Next, break out the drill and a small bit. You will be drilling a series of holes around your repair. This sounds crazy, but there’s a reason for it. If you simply slather on the adhesive, your repair is only strong in two directions (along the face of the plastic itself). By drilling some holes, you now have to shear the epoxy in all three planes. You’re taking advantage of the mechanical properties of the epoxy, not just the chemical bond to the plastic. The epoxy will always bond better to itself than the plastic bumper, so this is a crucial step. It is also wise to sand in a V-shaped groove into any splits for the same reason. We had 8 of these damn things to fix in a single day, so we kind of skipped that step. Time will tell how wise that was. Once you’re done drilling, sand off the flash and clean the surface. We used some denatured alcohol to clean off any leftover dirt and grease.
Next, cut out a piece of mesh to cover the damaged area. On complex areas like this, it’s best to tack it in place with a small amount of resin first so it doesn’t move around too much before you completely fill the damaged area.

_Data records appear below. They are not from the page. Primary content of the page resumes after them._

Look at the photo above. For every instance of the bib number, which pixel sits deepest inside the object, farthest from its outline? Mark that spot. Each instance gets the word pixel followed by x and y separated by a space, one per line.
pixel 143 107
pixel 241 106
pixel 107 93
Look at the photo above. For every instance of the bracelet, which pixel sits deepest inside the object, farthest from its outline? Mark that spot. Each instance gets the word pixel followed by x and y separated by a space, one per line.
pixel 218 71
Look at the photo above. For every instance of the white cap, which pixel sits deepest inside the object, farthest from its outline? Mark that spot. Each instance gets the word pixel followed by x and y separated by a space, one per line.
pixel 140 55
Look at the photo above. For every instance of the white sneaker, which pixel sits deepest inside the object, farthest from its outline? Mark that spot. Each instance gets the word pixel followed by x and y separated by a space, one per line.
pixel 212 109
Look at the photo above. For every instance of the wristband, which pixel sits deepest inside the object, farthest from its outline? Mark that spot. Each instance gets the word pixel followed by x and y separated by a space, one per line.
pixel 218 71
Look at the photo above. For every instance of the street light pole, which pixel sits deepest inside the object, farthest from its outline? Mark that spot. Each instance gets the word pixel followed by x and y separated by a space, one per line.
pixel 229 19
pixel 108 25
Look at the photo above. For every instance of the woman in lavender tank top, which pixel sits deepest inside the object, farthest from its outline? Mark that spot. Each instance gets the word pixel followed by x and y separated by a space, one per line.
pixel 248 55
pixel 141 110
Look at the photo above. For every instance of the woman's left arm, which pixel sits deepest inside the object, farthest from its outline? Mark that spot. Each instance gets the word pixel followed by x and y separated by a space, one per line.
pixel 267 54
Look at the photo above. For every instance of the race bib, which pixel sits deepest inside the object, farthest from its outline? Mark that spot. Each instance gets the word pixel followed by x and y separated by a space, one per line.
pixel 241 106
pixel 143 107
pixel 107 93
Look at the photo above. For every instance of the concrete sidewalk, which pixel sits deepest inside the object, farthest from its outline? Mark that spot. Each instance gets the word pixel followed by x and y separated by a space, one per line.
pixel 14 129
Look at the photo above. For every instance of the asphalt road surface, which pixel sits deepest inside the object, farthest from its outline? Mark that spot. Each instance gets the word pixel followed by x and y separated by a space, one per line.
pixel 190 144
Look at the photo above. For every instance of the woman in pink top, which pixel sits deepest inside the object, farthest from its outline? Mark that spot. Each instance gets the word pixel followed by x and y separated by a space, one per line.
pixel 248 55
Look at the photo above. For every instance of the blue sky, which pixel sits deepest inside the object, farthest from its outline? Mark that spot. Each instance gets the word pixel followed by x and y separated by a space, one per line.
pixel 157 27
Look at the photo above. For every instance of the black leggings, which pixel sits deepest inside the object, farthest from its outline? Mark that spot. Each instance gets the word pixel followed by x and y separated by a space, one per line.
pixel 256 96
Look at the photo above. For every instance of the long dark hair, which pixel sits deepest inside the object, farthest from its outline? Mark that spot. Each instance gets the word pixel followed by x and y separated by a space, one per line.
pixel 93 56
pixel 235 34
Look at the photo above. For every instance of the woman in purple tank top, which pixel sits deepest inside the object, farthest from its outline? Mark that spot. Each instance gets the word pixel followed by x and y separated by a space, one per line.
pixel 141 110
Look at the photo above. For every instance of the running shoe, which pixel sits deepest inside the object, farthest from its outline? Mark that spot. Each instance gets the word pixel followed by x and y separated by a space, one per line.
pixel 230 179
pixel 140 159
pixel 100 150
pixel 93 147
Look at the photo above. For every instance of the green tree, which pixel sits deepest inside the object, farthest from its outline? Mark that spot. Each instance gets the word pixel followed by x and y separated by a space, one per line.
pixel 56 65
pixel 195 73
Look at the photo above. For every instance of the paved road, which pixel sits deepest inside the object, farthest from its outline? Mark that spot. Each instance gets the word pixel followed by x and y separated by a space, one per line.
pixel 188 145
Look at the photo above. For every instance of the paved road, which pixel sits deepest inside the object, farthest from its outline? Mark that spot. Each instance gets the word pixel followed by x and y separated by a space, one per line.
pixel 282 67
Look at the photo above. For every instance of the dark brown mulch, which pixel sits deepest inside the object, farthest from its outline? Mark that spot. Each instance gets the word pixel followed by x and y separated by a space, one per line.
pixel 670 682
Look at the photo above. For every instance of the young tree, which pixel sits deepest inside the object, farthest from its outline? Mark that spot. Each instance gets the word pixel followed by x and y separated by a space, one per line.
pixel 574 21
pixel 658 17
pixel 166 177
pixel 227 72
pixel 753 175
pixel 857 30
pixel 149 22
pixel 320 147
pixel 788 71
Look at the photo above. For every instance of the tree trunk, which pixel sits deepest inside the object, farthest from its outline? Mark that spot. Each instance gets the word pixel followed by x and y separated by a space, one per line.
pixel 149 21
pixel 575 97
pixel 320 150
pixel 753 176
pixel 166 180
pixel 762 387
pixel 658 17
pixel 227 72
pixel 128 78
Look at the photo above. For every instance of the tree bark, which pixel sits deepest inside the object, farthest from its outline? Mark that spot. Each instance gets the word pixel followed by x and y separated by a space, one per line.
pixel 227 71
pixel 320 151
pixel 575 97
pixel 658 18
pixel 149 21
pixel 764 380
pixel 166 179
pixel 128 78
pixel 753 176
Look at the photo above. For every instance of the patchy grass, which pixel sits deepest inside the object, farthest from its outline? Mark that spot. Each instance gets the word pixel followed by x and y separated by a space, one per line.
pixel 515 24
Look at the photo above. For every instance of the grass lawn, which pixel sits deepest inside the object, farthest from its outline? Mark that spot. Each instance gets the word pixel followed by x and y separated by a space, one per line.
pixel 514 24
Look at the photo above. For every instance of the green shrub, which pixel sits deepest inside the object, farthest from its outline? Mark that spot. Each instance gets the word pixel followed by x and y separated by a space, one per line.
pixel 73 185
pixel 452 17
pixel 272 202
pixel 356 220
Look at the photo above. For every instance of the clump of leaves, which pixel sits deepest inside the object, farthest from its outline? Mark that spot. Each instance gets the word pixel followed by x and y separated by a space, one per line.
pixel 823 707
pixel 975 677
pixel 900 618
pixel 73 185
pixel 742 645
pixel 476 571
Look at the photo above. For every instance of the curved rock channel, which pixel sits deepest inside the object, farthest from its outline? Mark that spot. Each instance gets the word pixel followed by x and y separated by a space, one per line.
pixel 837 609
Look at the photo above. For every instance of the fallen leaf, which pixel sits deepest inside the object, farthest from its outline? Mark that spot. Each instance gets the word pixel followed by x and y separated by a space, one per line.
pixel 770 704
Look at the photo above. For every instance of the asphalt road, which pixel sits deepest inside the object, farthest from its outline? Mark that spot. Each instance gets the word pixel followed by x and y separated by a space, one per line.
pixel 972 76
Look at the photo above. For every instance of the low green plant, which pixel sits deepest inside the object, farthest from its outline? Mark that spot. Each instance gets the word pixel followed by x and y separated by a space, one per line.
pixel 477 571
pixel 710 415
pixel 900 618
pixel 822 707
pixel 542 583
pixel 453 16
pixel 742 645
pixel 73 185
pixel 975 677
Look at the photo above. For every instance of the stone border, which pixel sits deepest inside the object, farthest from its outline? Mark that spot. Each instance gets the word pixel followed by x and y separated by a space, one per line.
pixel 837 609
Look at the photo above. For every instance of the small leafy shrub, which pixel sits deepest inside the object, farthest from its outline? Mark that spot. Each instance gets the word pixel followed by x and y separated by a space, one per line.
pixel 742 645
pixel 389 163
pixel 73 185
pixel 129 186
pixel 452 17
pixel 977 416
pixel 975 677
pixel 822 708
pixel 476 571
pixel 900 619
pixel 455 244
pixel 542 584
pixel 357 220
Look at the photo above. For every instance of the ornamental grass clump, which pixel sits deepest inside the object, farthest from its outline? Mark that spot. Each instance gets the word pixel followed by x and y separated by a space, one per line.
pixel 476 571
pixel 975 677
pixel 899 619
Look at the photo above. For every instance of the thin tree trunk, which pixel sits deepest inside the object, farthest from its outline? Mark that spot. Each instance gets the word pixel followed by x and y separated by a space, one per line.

Once the epoxy has partially set (10-15 minutes depending on temperature and humidity), mix up a big batch of goo and slather it on. Go ahead and cover up the hole: it can easily be re-drilled once you’re done (obviously make sure you know where it’s located!). We will also trim off the extra mesh and any extraneous plastic once it’s all cured. The dried epoxy can be shaped, creating a seamless repair in exposed areas.
For the passenger side bolt hole, we were able to find all of the original pieces. We were able to use them to rebuild this corner completely. Note the rubber gloves. This epoxy is very sticky and if it gets on your hands, it will get everywhere. Pro cleaning tip, if you use a rag and denatured alcohol when the resin is still wet, it comes off relatively cleanly.
On the driver’s side? No such luck. With most of the original plastic missing completely, we had to get creative. We picked up an extra body filler spreader and sliced off part of the end to use as a replacement. This plastic is very flexible, so it is less likely to crack once repaired. It also comes pre-tapered, which makes it a lot easier to fit it into a tight area. It’s important we don’t make these too thick, or the body lines won’t line up correctly. We also had to sand the bumper to a taper to give us a nice, strong lap joint. Using the broken pieces of the opposite side, we traced and trimmed the bit of spreader to nearly the correct shape (but we did not photograph the trimmed down part).
The vertical holes were badly split and needed some pressure to keep them from spreading as the epoxy dried. Holding the thing together by hand for 15 minutes while the epoxy set wan’t going to fly. A bungee and 4-lb sledge hammer are very useful here, applying just enough pressure to hold everything together, but not enough to deform the bumper and misalign the split seams.